Aiming to do both, I touch down late afternoon on a Friday and weigh my transportation options. Although the city bus system in Memphis, known as MATA, doesn't even pretend to be as efficient as its counterparts in San Francisco or New York, I happen to arrive a few minutes before Bus 32 rolls through Memphis International Airport ($1.35). It's probably not the most scenic ride into town, but it sure as heck is the cheapest.

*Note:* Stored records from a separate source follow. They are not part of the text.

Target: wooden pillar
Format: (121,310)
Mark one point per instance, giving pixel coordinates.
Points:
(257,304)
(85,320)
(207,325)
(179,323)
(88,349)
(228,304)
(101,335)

My first inclination was to stay at a hostel, but I realize I'm getting too old for communal sleeping. Instead, I spring for an $80-a-night room at the Sleep Inn at Court Square, hands down the best deal for the money within a five-minute walk of Beale Street (not to mention the fact that the Main Street Trolley stops right outside its doors). No sooner had I dropped off my bags than I was back out on the street and headed to Charlie Vergos Rendezvous, the most famous spot in town for Memphis' beloved barbecue.

The route to Charlie's from the Sleep Inn takes in the best of historic downtown Memphis, a collage of architectural styles (beaux-arts, Victorian revival, gothic revival) reminiscent of small-town Ameri­ca that live on simultaneously with new urban developments like Peabody Place, a dining and entertainment complex featuring 22 state-of-the-art theater screens and 12 restaurants. With more locations listed on the National Register of Historic Places per capita than any other city in the U.S., Memphis offers a wonderful collision of old and new, with a killer soundtrack to boot. As I take this all in, my nose picks up the muddled, smoky waft of charcoal, vinegar, and secret spices that extends far beyond the sketchy downtown alley where you'll find Charlie's. There are more than 110 barbecue joints in Memphis, but Charlie's is the granddaddy of them all.